Matthew 8:26 Jesus responded, "Why are you afraid? You have so little faith!" Then he got up and rebuked the wind and waves, and suddenly there was a great calm ~
Having lived on purely faith in the last 3 years, its hard to believe when I catch myself doubting my Lord. I love Matthew 8:25, even Jesus own disciples got scared and the first thing they did was yell "Save us!". It shows me that these men trusted and gave up their former lives to follow Jesus, yet they basically doubted when the storm hit who He even is. Matthew 8:27 says this :the men marveled saying, "who can this be, that even the winds and the sea obey Him?" How did they NOT know? It's comforting for me to know we are all just human, we all have times of fear and doubt.
As I pray, I catch myself at times doubting that the Lord will actually do what I ask. What is that about anyway? I would never go to my boss and put myself out there to ask for something I didn't really think she would agree to help me with. It would be embarrassing to be told "no" for me, and I sure don't want that. Maybe we only ask for what we know we can get because we are just so afraid of being let down or embarrassed. Sometimes I catch myself praying like this "Lord please help me with this problem, but if you don't I know it's your will." okay, why ask if I don't believe He is ready, willing and able to DO IT ? For me I think I feel safe expecting the worst possible outcome, that way I avoid being totally let down.
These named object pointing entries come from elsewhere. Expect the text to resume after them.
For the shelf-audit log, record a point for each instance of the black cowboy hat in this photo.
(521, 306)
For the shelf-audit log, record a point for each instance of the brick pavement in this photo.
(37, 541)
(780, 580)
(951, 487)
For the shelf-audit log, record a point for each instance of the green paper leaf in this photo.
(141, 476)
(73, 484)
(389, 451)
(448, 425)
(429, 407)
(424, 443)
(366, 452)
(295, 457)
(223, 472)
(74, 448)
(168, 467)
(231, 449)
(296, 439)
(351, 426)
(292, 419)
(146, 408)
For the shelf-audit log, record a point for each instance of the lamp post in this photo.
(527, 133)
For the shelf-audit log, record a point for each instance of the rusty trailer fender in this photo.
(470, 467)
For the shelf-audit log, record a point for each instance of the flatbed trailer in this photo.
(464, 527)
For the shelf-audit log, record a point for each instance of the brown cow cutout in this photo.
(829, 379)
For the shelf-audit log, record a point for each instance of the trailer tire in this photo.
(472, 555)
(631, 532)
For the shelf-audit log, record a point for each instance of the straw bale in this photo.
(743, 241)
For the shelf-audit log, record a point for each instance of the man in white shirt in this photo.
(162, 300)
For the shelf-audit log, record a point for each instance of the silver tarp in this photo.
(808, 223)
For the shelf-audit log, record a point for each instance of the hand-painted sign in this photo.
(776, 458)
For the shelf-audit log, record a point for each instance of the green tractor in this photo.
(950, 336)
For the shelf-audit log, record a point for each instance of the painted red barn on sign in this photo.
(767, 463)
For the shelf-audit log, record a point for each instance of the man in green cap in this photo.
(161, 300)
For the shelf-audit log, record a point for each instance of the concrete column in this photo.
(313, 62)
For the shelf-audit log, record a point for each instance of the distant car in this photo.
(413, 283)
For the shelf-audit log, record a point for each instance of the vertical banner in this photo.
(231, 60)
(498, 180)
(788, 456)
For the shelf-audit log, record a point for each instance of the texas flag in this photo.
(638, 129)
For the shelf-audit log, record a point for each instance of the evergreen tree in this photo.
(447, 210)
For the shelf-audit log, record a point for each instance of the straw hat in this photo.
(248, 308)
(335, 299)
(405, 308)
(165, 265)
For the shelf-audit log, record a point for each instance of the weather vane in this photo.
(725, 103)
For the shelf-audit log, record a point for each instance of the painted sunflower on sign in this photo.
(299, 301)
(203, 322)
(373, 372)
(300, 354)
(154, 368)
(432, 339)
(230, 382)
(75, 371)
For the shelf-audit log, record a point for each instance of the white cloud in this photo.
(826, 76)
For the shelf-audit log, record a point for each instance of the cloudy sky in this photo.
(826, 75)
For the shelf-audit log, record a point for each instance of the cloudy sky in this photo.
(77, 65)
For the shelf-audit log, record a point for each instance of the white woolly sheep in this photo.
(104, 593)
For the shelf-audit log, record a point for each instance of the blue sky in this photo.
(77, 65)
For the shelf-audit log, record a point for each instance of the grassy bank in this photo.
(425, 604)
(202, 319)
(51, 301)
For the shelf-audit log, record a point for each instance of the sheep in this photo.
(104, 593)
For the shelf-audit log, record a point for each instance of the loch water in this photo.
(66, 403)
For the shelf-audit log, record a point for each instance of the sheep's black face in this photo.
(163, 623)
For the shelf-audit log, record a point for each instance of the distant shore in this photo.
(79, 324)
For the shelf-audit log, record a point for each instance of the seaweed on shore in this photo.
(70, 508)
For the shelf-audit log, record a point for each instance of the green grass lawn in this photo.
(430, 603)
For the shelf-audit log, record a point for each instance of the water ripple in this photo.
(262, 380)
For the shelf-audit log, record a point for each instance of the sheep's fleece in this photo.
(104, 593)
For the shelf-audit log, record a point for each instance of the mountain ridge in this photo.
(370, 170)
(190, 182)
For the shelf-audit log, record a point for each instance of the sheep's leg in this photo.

Today, I got a faith wake up call. Today, God really showed up and He really showed out big time. Something I, along with countless others, have been praying for day and night happened today in the way I begged for it to, but I'm not sure I fully expected it to. When the prayer was answered I felt like God said "SEE" and immediately "ye of little faith" came to my mind.
Sometimes when we pray it may not be God's will, but we can't know that. We need to speak the things we want to be true and believe that God can and will make it true. We can't know Gods plan, that's probably never been more evident. We can't know why horrible things happen. That's why we have to just focus on what we do know. We can know that He wants a relationship with us, He loves us and wants us to ask for what we want. No, we don't always get it the way we want it. That's just part of life and learning I suppose, but sometimes, we DO get what we ask. How do we know until we ask?
I know horrible things are going on in the world right now. People are selfish, and crazy. Innocent children are killed everyday, women are raped and murdered, pointless war's are going on all over the world. Tornado's, and tsunami's are claiming innocent lives and crushing entire community's. I can't even turn on the TV without my heart breaking. Tragedy seems to strike at every turn. Sometimes I can't even catch my breath and get myself together before the news shows the next awful disaster, be it natural or not. All these things are enough to cause us to constantly doubt God's plan. I don't have the answers for why God allows such horrendous things, and I never will have the answers. I'm not a pastor, or a bible teacher. I'm just a mom who see's pain everywhere, I also SEE love. I saw love when those teachers put themselves over those kids in Moore, OK yesterday to shield them from the tornado's wrath. I saw love when countless people showed up in Newtown, CT to show support to the grief stricken families of evil I can't fathom. I saw love in NY after 9/11 that continues to amaze me. Bad things happen and they will probably continue to happen, but God can and He will use it for good. I see good and I see love anytime I stop and look for it. I have seen God show up in the darkest places at the perfect time. Like that George Strait song (oh how I love king George) "I saw God today" I did SEE God today. For that I will continue to Praise Him in the storm. This storm and storms that are surely headed our way.